De Australiërs klopten daarna aan bij de Nederlandse Commandant Marine met het verzoek om een snel en goed bewapend schip te belasten met de evacuatie vanuit Timor. De twee Nederlandse torpedobootjagers Hr. Ms. Van Galen (2) en Tjerk Hiddes waren sinds kort in Fremantle gestationeerd en omdat de Van Galen op zee was werd de Tjerk Hiddes belast met de gevaarlijke opdracht. Hr. Ms. Tjerk Hiddes had drie gevaarlijke missies nodig om alle guerrilla`s en hun helpers te evacueren.
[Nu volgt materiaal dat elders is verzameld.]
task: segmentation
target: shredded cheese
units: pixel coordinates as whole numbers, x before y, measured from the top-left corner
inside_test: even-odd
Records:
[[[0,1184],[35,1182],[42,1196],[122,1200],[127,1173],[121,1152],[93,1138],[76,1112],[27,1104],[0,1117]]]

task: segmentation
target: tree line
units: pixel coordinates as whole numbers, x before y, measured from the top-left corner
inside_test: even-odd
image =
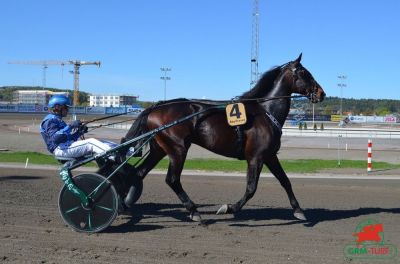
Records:
[[[292,109],[303,110],[312,115],[312,104],[308,99],[296,99]],[[340,107],[342,105],[342,107]],[[400,114],[400,100],[392,99],[354,99],[326,97],[322,103],[314,105],[314,114],[339,115],[342,108],[343,115],[386,116]],[[293,109],[294,110],[294,109]]]
[[[321,113],[331,115],[340,114],[340,104],[342,104],[344,114],[386,116],[400,113],[400,100],[391,99],[327,97],[318,105]]]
De gedurfde overtochten met als resultaat de geslaagde evacuaties, werden door alle bondgenoten geprezen.
Voor de aanval op Pearl Harbor hadden de Australische en Nederlands Oost-Indische regeringen al afgesproken dat Australië troepen zou leveren om Nederlands Timor mee te verdedigen als Japan zich in de oorlog zou mengen. Als gevolg daarvan arriveerde al op 12 december 1941 een 1.400 manschappen tellend detachement van het Australische leger in Koepang. Dit detachement werd de Sparrow Force genoemd en stond onder commando van Lieutenant Colonel W. Leggatt. De Sparrow Force bestond voornamelijk uit het Australian 8th Division`s 2/40th Battalion en commando`s van de 2nd Independent Company. In Koepang waren op dat moment al 650 manschappen van het KNIL aanwezig onder commando van luitenant-kolonel N. van Straten. Deze troepenmacht werd verder bijgestaan door 12 Lockheed Hudson lichte bommenwerpers van No. 2 Squadron RAAF en een kleine afdeling van de British Royal Artillery`s 79th Anti Aircraft Battery.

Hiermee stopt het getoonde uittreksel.